A degree in occupational therapy provides a breadth of employment opportunities; working with individuals, small groups, organisations or communities. Occupational therapists work in many settings including hospitals, rehabilitation, private practice, community health, early intervention, social services, schools, government agencies, industrial and commercial organisations, mental health services, homes, and supported housing. After gaining relevant workplace experience further career opportunities exist in education, management and research.
The program is accreditated by OT AUSTRALIA and the World Federation of Occupational Therapists.

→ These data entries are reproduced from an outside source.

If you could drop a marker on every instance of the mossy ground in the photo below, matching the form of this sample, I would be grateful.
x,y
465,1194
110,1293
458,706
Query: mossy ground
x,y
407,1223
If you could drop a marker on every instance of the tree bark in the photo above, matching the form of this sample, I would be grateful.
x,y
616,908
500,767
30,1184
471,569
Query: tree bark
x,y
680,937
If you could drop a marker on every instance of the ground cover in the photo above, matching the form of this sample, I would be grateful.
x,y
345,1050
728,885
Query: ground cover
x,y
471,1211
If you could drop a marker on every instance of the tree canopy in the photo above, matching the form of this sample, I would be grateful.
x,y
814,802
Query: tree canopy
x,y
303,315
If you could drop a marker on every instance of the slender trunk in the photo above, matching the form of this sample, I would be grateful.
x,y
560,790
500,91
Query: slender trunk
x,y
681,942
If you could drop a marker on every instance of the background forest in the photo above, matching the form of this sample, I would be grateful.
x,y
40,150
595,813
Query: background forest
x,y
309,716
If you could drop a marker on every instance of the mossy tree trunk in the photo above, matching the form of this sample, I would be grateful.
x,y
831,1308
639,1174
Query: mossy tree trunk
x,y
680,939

Graduates of occupational therapy will be able to:
- demonstrate the knowledge, skills and attributes appropriate for a competent entry level practitioner:
- develop strategies to enable individuals, groups and communities to participate in everyday occupations that they want and need to do
- appraise barriers to people's participation and devise strategies to overcome these
- articulate the unique professional contribution of occupational therapy
- be client-centred in their approach
- critically appraise the nature and meaning of occupation, the occupational nature of human beings and the theories and basic principles related to enabling occupation and occupational performance
- explain biomedical and social sciences concepts underpinning occupational therapy practice
- be proactive in prevention-oriented and health promotion practice, demonstrating commitment to the health of populations as well as individuals
- describe different research approaches and be skilled at applying the best available evidence to everyday practice
- practice ethically, respectfully and collaboratively, and assume leadership, supervisory and management roles as appropriate
- create personal strategies to maintain high standards in their professional life, contribute to their professional community and engage in lifelong learning
- recognise the intrinsic value of people irrespective of culture, values, beliefs and socio-economic status.